時計台での戦いから一夜が明け、昨日の戦いが嘘のように、穏やかな時間が過ぎていく。


速めの昼食を4人で取ると、ガンセキとアクアは旅支度を整えるため宿をでる。


当初の予定通り明日には旅立つことに決まり、せめて今日だけでも安静にしておくようガンセキから厳しく注意されてしまい、グレンは大人しく宿で静養していた。


逆手重装は専用のケースが手元にないため、保管できないという理由で未だグレンの左腕に装備されていた。


使わない時はケースに入れて置くよう、レンゲさんに言われてたからな。


この武具は装着するだけでも時間が掛かり、一々取り外しているといざという時に使用ができない。そのため旅の道中など戦闘が予想される場所では取り外してはならない。


今はそこまで困らないけど、暑くなってきたら蒸れそうだな。



逆手重装を手に入れ、今後俺のすべきことは。


左腕の魔力を練り込みながら、左腕に魔力を纏い、尚且つ左腕に炎を灯す。


とりあえずこれができるよう修行していこう。あと魔獣具の力で魔力練り完成までの秒数は短縮されているけどよ、その力に頼ってばかりだと痛い目に遭うかも知れねえ。


だから魔獣具に頼らず、自分だけで極化魔法発動までの時間を短縮させられるよう、その訓練もできる限り取り入れたほうが良いか。




昨日の戦闘で受けた傷の具合は、どちらかと言うと数週間前の魔犬戦で負った傷の方が重く、実をいうと未だ完治している訳ではなかった。


その上で牛魔と戦い、さらには信念旗と戦ったことにより、魔犬戦での傷が開いたわけではないが治りは遅くなっている。


グレンはこれまでの魔物狩りで傷を負いながら戦った経験が何度もあり、余程の重症でない限り痛みを堪えながら戦うことにはある程度だが慣れている。

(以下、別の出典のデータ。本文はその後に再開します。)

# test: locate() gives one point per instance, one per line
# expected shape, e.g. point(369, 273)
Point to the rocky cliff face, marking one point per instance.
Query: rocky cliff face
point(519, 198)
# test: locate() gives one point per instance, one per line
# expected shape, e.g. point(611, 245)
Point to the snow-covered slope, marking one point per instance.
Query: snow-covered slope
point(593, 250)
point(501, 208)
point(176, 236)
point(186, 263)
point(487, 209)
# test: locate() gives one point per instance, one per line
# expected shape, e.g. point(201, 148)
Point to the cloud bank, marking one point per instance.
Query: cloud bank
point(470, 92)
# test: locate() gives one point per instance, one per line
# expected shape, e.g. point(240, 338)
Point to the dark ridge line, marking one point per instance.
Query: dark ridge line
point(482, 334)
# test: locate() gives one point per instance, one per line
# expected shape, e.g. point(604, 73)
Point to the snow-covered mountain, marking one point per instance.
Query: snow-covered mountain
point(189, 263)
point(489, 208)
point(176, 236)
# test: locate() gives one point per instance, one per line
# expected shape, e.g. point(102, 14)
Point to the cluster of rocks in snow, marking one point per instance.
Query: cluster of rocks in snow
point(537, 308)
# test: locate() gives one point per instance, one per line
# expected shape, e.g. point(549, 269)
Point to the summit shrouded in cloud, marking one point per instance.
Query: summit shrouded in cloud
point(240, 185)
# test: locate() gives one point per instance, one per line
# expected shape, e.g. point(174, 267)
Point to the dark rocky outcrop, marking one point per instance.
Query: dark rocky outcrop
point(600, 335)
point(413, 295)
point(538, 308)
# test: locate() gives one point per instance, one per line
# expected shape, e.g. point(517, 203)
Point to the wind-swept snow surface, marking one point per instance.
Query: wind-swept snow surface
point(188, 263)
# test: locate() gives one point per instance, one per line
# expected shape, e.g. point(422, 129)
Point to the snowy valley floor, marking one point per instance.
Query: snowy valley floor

何となくだが怪我の度合いでこのまま戦えるかどうかも分かるし、問題ないと判断したから軍での仕事を引き受けた。


昨日の戦闘では敵の攻撃に三度の直撃を受けた。


近距離で喰らった雷撃の痛みは既に引いている。


腹筋を使うと腹部が痛いが、無理すれば戦うことも何とか可能だと思う。


問題は・・・右肩だな。当分は激しく動かさない方が良さそうだ。



だけどよ、人内魔法や属性魔法があるのに、傷を癒すような魔法は一切ないんだよな。


そんな魔法があれば非常に助かるんだけど。現状として、自然治癒や専門の知識と技術を持つ人間に頼るしかない。


魔法陣の開発や研究を専門としている連中が色々と試しているらしいけど、治癒系統の能力を備えた魔法陣は思うように進んでないのかな。



ベッドで休んでいたグレンは腹部の痛みを堪えながら上半身を起こし、何気なくその場から窓の外を眺める。


外に並ぶ建物の隙間から見える空は青く、部屋の汚れた窓は開かれており、外気が中に入ってくる。


気持ち暖かいレンガの風がグレンの頬をなで、昨日の戦いが嘘のように心が穏やかになっていた。



死んだ者は魔法により神の下へ・・・か。


グレンは死にたいと思ったことは一度もないが、死後の世界について真剣に考えたことも殆どなかった。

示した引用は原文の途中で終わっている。